Ainda estou aqui...Muito bem representado
Escrevi este texto umas três horas antes de mais um jogo histórico e decisivo, que fará parte do universo emotivo que sempre foi torcer pelo Sport Club do Recife. Transmito minha emoção particular por vivência e conhecimento da causa. Sou filho de quem morreu subitamente, no transcorrer de um jogo decisivo. Muito embora até hoje não consiga distinguir se morte por amor tem mais intensidade ou não na dor de quem fica. Afinal, a herança da genética desse mesmo sentimento foi transmitida e que, talvez, isso possa expressar um mínimo conforto. Só quem vive paixões sabe como medir isso.Tem razão o poeta Djavan: o amor não cabe em si e, por encantamento, revela-se. Uma vez invadido, não tem fim.
Confesso aqui aquilo que poderia ser um trauma gerado pela perda do meu pai, foi por mim tratado como uma simples lição de amor. No duro instante do sepultamento pensei que poderia um dia lhe dar alguma alegria, que estivesse alinhada com seu velho sentimento pelo clube. Foi desse contexto que, mesmo longe das castas que sempre fizeram dos quadro de dirigentes um ambiente de "cartolas", pudesse me candidatar e ser presidente. Futebol era algo que, modéstia à parte, estava no meu sangue desde quando fui à Ilha pela primeira vez, em 1966. E desse envolvimento, acompanhando de tudo que se passava a respeito. Das resenhas das rádios locais e também da Globo Rio, cujas ondas alcançava por um potente aparelho Philco que tinha em casa. Até mesmo, os "vídeos teipes" que aqui passavam nos canais de TV, dos jogos da terra e daqueles poucos que vinham também do eixo RJ/SP. Entendia que seguir no meu preparo acadêmico, dentro da Universidade, seria o complemento do conteúdo que me daria condições de um dia gerir o clube.
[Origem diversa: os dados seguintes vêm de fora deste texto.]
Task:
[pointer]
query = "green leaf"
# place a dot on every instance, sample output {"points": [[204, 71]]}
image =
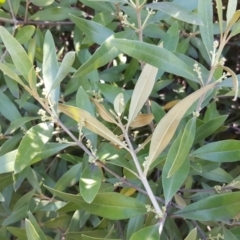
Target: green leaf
{"points": [[166, 128], [10, 73], [192, 235], [228, 234], [94, 31], [112, 205], [177, 12], [25, 33], [69, 178], [50, 68], [50, 149], [90, 182], [17, 52], [30, 230], [63, 69], [7, 108], [19, 122], [7, 162], [150, 233], [154, 55], [104, 54], [209, 128], [222, 151], [90, 123], [42, 3], [15, 216], [205, 12], [181, 146], [215, 208], [142, 90], [172, 184], [231, 8], [54, 14], [32, 143]]}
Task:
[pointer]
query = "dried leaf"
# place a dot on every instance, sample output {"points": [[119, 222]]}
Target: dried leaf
{"points": [[142, 120], [169, 123], [90, 123], [142, 91]]}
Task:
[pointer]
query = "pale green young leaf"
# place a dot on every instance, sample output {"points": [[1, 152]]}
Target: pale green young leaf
{"points": [[32, 143], [172, 184], [166, 128], [177, 12], [17, 53], [7, 108], [94, 31], [220, 207], [192, 235], [109, 205], [36, 226], [55, 14], [220, 15], [154, 55], [10, 73], [235, 80], [7, 162], [119, 104], [103, 55], [231, 9], [50, 67], [103, 112], [63, 69], [227, 234], [90, 182], [180, 152], [221, 151], [142, 90], [42, 3], [31, 231], [69, 178], [25, 33], [205, 12], [90, 123]]}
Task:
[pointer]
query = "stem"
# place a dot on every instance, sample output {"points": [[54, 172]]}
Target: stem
{"points": [[141, 175]]}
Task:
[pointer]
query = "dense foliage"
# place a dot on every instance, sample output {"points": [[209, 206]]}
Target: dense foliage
{"points": [[119, 120]]}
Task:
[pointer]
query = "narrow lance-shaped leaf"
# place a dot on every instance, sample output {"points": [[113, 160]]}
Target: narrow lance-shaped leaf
{"points": [[142, 90], [109, 205], [231, 8], [205, 12], [177, 12], [166, 128], [17, 52], [64, 69], [183, 147], [104, 54], [93, 30], [220, 17], [50, 68], [215, 208], [235, 80], [90, 123], [32, 143], [154, 55], [90, 182]]}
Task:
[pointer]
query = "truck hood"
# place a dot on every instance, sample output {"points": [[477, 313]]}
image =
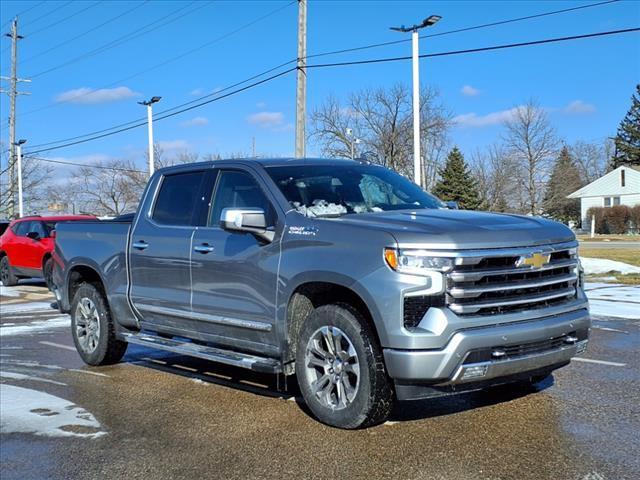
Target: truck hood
{"points": [[463, 229]]}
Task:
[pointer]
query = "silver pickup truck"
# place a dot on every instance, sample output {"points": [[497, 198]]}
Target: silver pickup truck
{"points": [[343, 273]]}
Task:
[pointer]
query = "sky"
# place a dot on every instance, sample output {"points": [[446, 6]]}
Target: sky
{"points": [[91, 62]]}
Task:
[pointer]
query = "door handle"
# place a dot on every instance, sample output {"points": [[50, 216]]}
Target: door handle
{"points": [[204, 248], [141, 245]]}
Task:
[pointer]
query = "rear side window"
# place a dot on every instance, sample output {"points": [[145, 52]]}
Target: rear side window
{"points": [[178, 199]]}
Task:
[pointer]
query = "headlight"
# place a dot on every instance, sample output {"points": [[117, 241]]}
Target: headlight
{"points": [[416, 262]]}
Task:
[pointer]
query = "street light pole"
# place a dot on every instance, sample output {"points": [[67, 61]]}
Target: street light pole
{"points": [[149, 104], [18, 146], [415, 57]]}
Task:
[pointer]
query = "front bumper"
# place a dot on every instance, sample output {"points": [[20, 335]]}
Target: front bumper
{"points": [[451, 365]]}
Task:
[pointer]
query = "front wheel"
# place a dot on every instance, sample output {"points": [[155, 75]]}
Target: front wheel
{"points": [[7, 277], [93, 328], [340, 369]]}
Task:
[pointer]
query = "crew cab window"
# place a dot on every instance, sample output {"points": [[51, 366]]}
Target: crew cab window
{"points": [[236, 189], [178, 199]]}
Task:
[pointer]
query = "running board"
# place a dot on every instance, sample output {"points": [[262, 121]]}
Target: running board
{"points": [[227, 357]]}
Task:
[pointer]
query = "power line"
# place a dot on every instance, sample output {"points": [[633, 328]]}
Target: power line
{"points": [[86, 32], [68, 17], [143, 119], [247, 87], [128, 37], [23, 12], [475, 50], [101, 167], [163, 115], [177, 57], [460, 30]]}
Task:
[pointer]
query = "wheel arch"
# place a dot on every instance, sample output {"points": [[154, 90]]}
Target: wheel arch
{"points": [[312, 294]]}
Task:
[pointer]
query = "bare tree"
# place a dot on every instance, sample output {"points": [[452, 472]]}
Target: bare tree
{"points": [[36, 175], [532, 143], [592, 158], [382, 120], [106, 188]]}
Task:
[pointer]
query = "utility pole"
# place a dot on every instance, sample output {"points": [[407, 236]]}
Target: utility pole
{"points": [[13, 93], [415, 43], [301, 90], [149, 105]]}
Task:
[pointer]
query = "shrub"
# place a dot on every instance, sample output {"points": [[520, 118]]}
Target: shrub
{"points": [[618, 219]]}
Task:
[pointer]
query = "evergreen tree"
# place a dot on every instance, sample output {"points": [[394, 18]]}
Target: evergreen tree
{"points": [[457, 184], [565, 179], [627, 139]]}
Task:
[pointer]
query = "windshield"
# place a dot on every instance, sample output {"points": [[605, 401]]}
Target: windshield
{"points": [[335, 190]]}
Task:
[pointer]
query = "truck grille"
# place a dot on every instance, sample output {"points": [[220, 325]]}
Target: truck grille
{"points": [[490, 283]]}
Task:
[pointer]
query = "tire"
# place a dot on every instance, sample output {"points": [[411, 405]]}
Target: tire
{"points": [[47, 273], [362, 396], [7, 277], [93, 329]]}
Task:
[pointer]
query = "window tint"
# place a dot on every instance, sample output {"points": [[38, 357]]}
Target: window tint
{"points": [[237, 189], [21, 229], [38, 228], [178, 198]]}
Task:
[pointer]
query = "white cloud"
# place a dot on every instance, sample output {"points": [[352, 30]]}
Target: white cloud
{"points": [[469, 91], [494, 118], [579, 107], [88, 96], [169, 145], [195, 122], [266, 119]]}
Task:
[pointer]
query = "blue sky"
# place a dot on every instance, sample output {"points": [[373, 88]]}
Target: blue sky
{"points": [[585, 84]]}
A esse cabedal inicial, agreguei experiências e relacionamentos públicos, para que no momento oportuno colocasse em campo minha aspiração. As tentativas, enquanto experiências agregadas, foram importantes para mim. No entanto, as decepções registradas não foram por conta de derrotas. Nem muito menos, por um certo orgulho pessoal de não ter correspondido, naquilo que julguei como recompensa da lição deixada por um pai, que morreu de amor.
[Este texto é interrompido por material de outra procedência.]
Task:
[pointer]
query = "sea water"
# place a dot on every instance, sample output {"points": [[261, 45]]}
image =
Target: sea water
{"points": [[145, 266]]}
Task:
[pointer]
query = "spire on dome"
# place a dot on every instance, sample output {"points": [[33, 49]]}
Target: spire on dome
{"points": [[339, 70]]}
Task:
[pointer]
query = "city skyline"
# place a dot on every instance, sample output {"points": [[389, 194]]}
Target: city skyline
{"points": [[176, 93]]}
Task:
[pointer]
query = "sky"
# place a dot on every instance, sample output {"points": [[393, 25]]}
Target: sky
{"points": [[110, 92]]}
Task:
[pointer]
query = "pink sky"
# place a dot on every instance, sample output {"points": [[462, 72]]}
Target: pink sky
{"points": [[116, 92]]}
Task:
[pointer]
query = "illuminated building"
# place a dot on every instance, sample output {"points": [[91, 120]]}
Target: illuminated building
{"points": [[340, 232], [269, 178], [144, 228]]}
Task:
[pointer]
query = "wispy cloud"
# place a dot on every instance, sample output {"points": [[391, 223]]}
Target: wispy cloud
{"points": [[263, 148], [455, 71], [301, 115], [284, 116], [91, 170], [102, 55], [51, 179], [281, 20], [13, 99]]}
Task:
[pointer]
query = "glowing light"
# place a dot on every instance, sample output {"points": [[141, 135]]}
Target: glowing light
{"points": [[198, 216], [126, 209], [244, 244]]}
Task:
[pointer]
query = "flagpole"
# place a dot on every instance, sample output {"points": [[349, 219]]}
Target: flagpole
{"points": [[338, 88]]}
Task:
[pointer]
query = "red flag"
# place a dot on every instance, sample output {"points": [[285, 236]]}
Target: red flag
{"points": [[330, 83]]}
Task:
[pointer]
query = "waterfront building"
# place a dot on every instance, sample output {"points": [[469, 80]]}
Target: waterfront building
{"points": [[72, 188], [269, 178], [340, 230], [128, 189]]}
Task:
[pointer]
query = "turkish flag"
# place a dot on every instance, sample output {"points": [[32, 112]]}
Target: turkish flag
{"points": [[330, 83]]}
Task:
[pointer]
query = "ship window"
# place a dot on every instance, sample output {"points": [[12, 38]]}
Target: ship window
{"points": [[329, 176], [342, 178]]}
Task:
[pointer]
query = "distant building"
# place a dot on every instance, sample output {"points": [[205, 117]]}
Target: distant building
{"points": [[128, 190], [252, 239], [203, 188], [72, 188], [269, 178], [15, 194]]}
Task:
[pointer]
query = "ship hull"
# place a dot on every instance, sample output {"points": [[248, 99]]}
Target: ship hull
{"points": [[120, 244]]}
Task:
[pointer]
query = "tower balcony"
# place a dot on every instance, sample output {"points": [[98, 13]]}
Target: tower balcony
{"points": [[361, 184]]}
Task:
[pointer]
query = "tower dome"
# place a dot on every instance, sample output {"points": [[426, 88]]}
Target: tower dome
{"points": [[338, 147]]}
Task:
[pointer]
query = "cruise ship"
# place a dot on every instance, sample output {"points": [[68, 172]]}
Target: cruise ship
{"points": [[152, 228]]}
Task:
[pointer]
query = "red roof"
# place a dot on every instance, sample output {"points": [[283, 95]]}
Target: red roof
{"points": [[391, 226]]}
De fato, a experiência eleitoral do Sport (como de outros clubes), nas suas contradições e nos seus preconceitos, em muito proporcionados por uma elite dirigente que pouco pensou em profissionalismo e gestão, foi o maior dos traumas. Sem bagagem de atleta, sem sobrenome, sem poder econômico e sem conchavos políticos, presidência de clubes de futebol se torna, no geral, inacessível para os tratados como comuns. Reconhecidos como "aventureiros" por ousarem numa disputa e por mais que tenham preparo e/ou currículo para o ofício. Eis aí uma realidade que, infelizmente, contagia parte de quem se envolve com o futebol. Da torcida à imprensa. Das instituições às suas legislações (quase sempre antidemocráticas).
Trago à cena essa minha experiência porque, ao passar pelo crivo dos preconceitos absurdos e pelo "tribunal" das críticas dirigidas à vida privada, na condição de mero postulante à presidência, sei o que o atual presidente Yuri Romão enfrentou, nesses últimos anos. E aqui posso lhe fazer uma defesa em prol dos seus méritos, também porque o conheço da sua adolescência. Yuri é irmão de Maurício, meu mestre e amigo do Departamento de Economia da UFPE, tal e qual de Romeu, este meu colega de turma e de muitas horas de estudos e pesquisas conjuntos, da época que fazíamos o Mestrado em Economia. Algumas vezes, com o irmão Romeu, o jovem Yuri "pegou carona" conosco, para estar nas arquibancadas. Sim, dos espaços populares dos estádios, porque não tínhamos padrão de renda para ocuparmos algo melhor.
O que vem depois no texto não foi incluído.